Writer's Trust finalists. (Katrina Afonso)
Writer’s Trust finalists. (Katrina Afonso)

The Canadian literary-prize season hit another gear on Sept. 29 when the Rogers Writers’ Trust announced the shortlist for its $25,000 award, the first of the big three literary honours to do so. If there’s a theme to the five-title list, it’s hard to pinpoint—or rather, there are several running through it. The most noteworthy feature is the continuing surge of a new Canadian wave: After decades of major publishing house domination, small-press titles are increasingly at the centre of literary prize buzz. Three WT titles are from indie publishers, and two of them were also on the Scotiabank Giller long list.

Andre Alexis, whose Fifteen Dogs is a contender for book of the year, is a nominee, matching his Giller appearance. (The richest and most prestigious prize in Canada, the Giller will winnow the 12 books on the long list down to a five-title shortlist on Oct. 5; the third national major, the venerable Governor-General’s literary awards, will announce its choices two days later.) The much-praised Fifteen Dogs is not a surprising choice on any prize list: Fine writing aside, a note of the fabulous marks many of the year’s contenders throughout the anglosphere, a tendency that probably also helped to propel the WT list’s sleeper novel, Red Jacket, by short-story writer and poet Pamela Mordecai, a Jamaica-born resident of Kitchener, Ont.

But that’s no explanation for Confidence, Russell Smith’s short-story collection, a mordantly funny treatment of modern urban romance—unless a note of hope, married to exceptional prose, is now thought of as the stuff of myth.
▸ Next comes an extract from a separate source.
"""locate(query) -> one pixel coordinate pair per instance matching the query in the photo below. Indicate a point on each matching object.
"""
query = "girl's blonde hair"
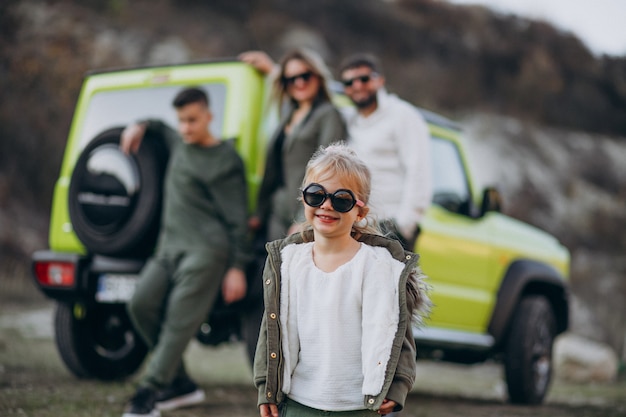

And Smith, too, is on both lists. Moreover, the WT list also has room, which the Giller did not, for Elizabeth Hay, a former winner of that award, and her novel His Whole Life, or for John Vaillant’s The Jaguar’s Children, both more traditional in style and tone. Nor is there any guarantee that Alexis and Smith will make it to the Giller’s final five, but a bookie would probably give short odds. The winner will be announced on Nov. 3.